Plus de 70 millions de personnes ont perdu la vie pendant la Seconde Guerre mondiale, dont 6 millions de Juifs, 4,7 millions de Polonais et 4 millions de socialistes, d’homosexuels, de Tziganes et d’autres « indésirables » qui ont trouvé la mort dans les camps de la mort nazis.

Des noms comme Auschwitz-Birkenau, Belsen et le ghetto de Varsovie sont gravés dans la conscience populaire comme autant d’horreurs nées du fascisme et qui ne doivent plus jamais se reproduire. Mais nombreux sont ceux qui se demandent pourquoi un tel conflit a pu se reproduire une génération à peine après le massacre de la Première Guerre mondiale.

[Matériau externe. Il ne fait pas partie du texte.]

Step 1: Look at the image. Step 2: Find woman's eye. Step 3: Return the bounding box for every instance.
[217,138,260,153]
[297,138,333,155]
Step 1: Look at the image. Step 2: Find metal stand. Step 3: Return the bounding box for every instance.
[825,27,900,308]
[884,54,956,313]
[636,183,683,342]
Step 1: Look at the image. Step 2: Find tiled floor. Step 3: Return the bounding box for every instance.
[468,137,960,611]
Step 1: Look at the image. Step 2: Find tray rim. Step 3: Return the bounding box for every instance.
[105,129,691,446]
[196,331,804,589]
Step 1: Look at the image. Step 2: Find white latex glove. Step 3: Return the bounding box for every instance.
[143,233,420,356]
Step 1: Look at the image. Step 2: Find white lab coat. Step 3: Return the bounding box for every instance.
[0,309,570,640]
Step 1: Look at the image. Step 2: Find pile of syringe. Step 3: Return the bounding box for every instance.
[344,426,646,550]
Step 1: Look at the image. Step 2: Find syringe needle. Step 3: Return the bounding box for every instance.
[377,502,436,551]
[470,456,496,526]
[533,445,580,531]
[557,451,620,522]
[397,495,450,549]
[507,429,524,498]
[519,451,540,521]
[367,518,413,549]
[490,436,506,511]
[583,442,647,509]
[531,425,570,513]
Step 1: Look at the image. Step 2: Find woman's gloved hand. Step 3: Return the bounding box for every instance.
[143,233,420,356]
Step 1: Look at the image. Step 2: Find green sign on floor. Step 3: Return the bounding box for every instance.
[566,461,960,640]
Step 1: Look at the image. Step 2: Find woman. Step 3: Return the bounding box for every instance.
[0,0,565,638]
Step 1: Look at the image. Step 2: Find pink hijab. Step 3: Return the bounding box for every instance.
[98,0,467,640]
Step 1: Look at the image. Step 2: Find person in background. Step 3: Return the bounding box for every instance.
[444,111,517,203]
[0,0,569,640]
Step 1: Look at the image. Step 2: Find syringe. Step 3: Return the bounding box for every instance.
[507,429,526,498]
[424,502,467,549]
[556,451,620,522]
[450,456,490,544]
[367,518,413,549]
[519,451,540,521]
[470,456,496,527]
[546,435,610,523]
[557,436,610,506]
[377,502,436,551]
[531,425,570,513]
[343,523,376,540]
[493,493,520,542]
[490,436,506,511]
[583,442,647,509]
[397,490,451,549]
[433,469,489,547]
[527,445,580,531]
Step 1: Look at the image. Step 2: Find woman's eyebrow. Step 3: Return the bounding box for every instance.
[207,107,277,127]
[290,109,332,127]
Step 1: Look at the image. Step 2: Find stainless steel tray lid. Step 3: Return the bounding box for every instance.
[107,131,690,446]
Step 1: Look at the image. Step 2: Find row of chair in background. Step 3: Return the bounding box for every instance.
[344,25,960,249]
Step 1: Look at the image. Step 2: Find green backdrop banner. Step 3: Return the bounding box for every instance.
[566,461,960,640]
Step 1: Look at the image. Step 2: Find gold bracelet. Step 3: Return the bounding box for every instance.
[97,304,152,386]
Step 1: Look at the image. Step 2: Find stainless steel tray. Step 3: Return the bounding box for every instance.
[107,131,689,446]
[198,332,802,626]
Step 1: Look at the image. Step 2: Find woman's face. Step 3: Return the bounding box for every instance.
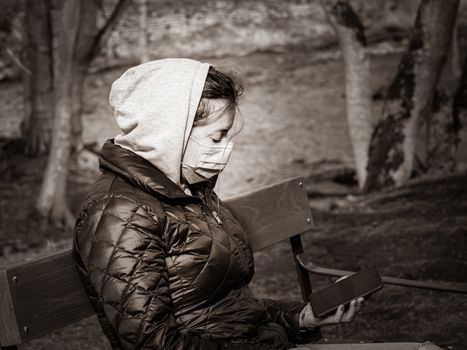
[187,100,235,148]
[182,100,235,184]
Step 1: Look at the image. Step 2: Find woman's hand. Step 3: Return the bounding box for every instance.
[299,298,364,329]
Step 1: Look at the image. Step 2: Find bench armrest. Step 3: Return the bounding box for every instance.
[295,254,467,294]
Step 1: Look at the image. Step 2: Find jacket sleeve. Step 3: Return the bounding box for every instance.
[75,197,260,350]
[261,299,321,344]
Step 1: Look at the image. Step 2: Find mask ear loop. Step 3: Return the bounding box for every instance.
[216,174,221,213]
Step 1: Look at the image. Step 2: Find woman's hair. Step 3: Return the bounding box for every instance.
[194,66,243,126]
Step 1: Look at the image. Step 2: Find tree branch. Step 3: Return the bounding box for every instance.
[85,0,131,63]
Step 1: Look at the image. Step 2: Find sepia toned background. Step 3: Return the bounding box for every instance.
[0,0,467,349]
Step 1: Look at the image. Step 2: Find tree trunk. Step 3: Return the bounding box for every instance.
[453,42,467,166]
[321,0,373,188]
[138,0,149,63]
[36,0,80,227]
[21,0,53,156]
[424,26,460,174]
[71,0,99,162]
[365,0,459,191]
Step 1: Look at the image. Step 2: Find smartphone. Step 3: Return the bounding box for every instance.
[310,266,383,317]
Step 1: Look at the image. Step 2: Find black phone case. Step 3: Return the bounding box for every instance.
[310,266,383,317]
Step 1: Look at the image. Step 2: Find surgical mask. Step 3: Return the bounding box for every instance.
[182,136,233,183]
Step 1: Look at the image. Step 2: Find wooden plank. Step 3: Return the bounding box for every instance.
[0,270,21,347]
[225,177,313,251]
[2,250,94,342]
[295,254,467,294]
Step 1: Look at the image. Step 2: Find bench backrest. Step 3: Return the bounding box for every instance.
[0,178,312,347]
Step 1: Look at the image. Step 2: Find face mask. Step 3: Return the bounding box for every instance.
[182,136,233,183]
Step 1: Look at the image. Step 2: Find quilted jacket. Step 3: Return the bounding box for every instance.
[73,140,318,350]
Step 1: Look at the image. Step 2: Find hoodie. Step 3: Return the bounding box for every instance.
[109,58,210,186]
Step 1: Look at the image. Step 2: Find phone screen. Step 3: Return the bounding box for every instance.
[310,267,383,317]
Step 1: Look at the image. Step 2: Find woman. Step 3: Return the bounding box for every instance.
[74,59,363,349]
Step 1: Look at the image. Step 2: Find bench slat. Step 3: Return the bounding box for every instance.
[0,270,21,346]
[0,178,312,346]
[2,250,94,346]
[225,177,313,251]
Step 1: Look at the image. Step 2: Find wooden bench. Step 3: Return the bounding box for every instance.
[0,178,467,349]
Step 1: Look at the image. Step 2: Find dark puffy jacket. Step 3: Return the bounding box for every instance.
[74,140,318,349]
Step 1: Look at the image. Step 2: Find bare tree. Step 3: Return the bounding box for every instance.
[320,0,373,188]
[426,29,461,174]
[21,0,53,155]
[137,0,149,63]
[365,0,459,191]
[36,0,130,226]
[453,45,467,157]
[37,0,80,226]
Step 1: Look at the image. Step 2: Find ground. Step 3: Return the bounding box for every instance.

La première guerre mondiale s’est terminée par une vague révolutionnaire

La Première Guerre mondiale a marqué le premier conflit militaire à l’échelle industrielle, avec des massacres sanglants sur les fronts occidental et oriental. Ce fut également le premier grand conflit entre les puissances impérialistes et capitalistes pour le contrôle des marchés mondiaux. Le conflit avait été mené jusqu’à une impasse lorsque les ouvriers, les soldats et les marins se sont soulevés, d’abord lors des révolutions russes, ensuite en Allemagne. Ces révolutions ont mis fin à la guerre mais, à l’exception de la Russie, le capitalisme est resté en place.

Le capitalisme allemand vaincu s’est retrouvé à devoir payer d’importantes réparations de guerre tout en ayant perdu des pans de son territoire. Si la Grande-Bretagne et la France ont pu sortir de la guerre avec leurs empires intacts, ils étaient lourdement endettés envers la puissance émergent : les États-Unis, pays qui n’avait pas encore atteint son futur statut de puissance capitaliste dominante. Avec le précédent établi par la révolution d’Octobre et la création du premier État ouvrier du monde en Russie, le soi-disant armistice n’a dans les faits signifié qu’un déplacement du conflit de l’Europe occidentale vers la guerre civile russe, la répression brutale des mouvements révolutionnaires dans les divers pays et le maintien par la force des colonies.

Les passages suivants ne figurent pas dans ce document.